Владимир прислушался к себе – что почувствовал, когда день, которого он истово ждал несколько лет, настал. Толкнуло в груди, чуть дрогнуло и обдало холодком, а вспышки прошедших сражений пронеслись, как одна, перед зрительной памятью, восстали ровным строем убитые миллионы…

– Идемте же! – позвала девушка. – Там все ликуют.

И, видя, что он медлит, Дарья не без юмора обронила:

– Ах, прошу, не замыкайтесь в себе именно в этом момент! У вас еще много будет таких возможностей, а осознать мгновение шанс больше не выпадет.

Владимир вынужден был признать правоту женщины, которая так и не удосужилась назвать себя. Он неспешно пошел рядом с ней, уже отсюда слыша гул и смех, искривленную музыку, несущуюся из патефонов, громкие поздравления. И вдруг день показался ему приятным, рядом идущая Дафна добросердечной, а все люди в здании, к которому они приближались, достойными и милыми. Захотелось всем им пожелать счастья.

Небо стояло словно обожженное персиком солнца, которое шариком катилось за их движением. Гнеушев шагал и исподволь косился на заманчивое выражение лица Дарьи, слегка будто мечтательное и усталое, но при этом цепко следящее за каждым движением мимики другого.

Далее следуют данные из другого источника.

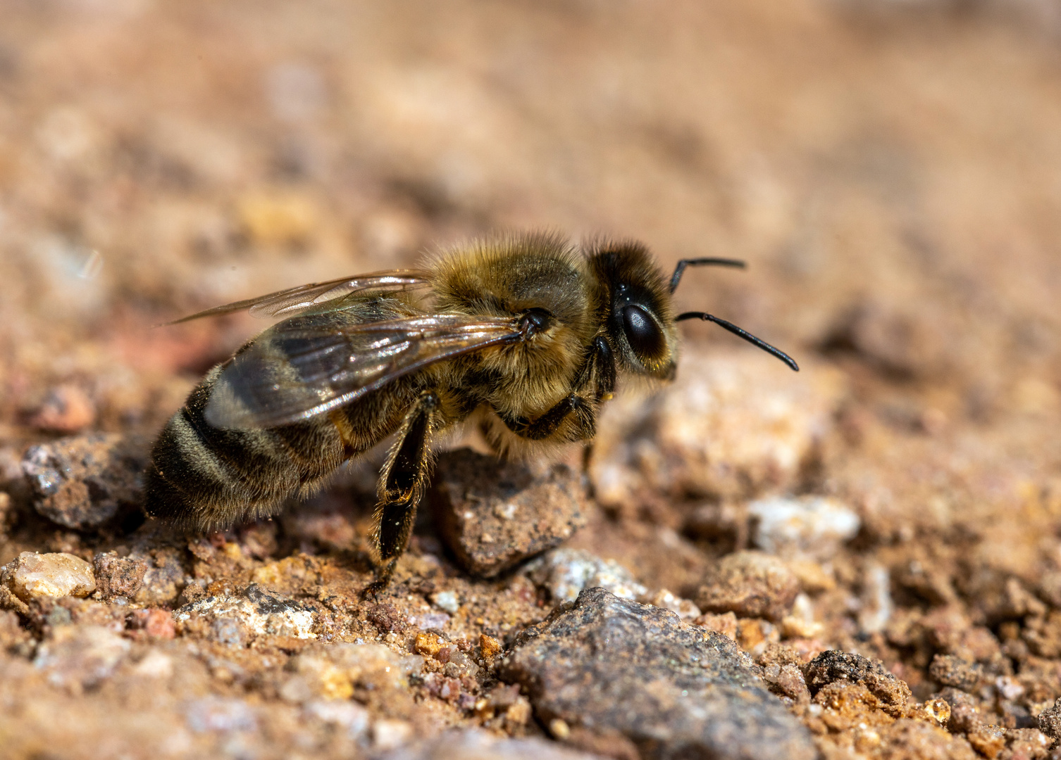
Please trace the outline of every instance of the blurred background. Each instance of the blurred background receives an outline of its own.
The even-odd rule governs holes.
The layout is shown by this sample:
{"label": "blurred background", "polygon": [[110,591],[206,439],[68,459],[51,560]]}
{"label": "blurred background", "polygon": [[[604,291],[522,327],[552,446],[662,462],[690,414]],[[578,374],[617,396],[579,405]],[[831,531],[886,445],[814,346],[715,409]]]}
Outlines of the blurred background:
{"label": "blurred background", "polygon": [[0,16],[5,466],[44,434],[159,425],[261,326],[153,325],[499,228],[746,259],[679,307],[841,364],[903,424],[1058,413],[1056,2]]}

Распахнувшаяся улыбка скользнула по ее лицу, подернула эротичную родинку на щеке и подпитала его сердце.

12

Дарья долго и внимательно, почти сурово от волнения и неверия, что вообще притащилась, посмотрела на него, открывшего дверь и заспанными глазами глядящего, не понимающего, кто пришел, зачем и во сколько. И осталась до утра. Выздоровев, Владимир согласился послужить сторожем в небольшом больничном крыле, которое почти не посещалось персоналом.

– Это был внезапный порыв! – заверяла она поутру, почти плача, и завитки ее обрубленных волос трогательно касались открытых притягательных этой открытостью плеч, а руки прятались на коленях, пока Дарья сидела на не застеленной постели и делала свои глаза жалостливо-масляными, чтобы Владимир перестал бушевать. – Ты такой красивый, и герой войны. Я почувствовала, как ты смотрел на меня в саду в первый раз… У меня мурашки шли по коже! Ну, Володенька, милый, кто же виноват, что ты такой приятный, каким должен быть мужчина, насупленный, и при этом есть в тебе и мягкость, и благородство.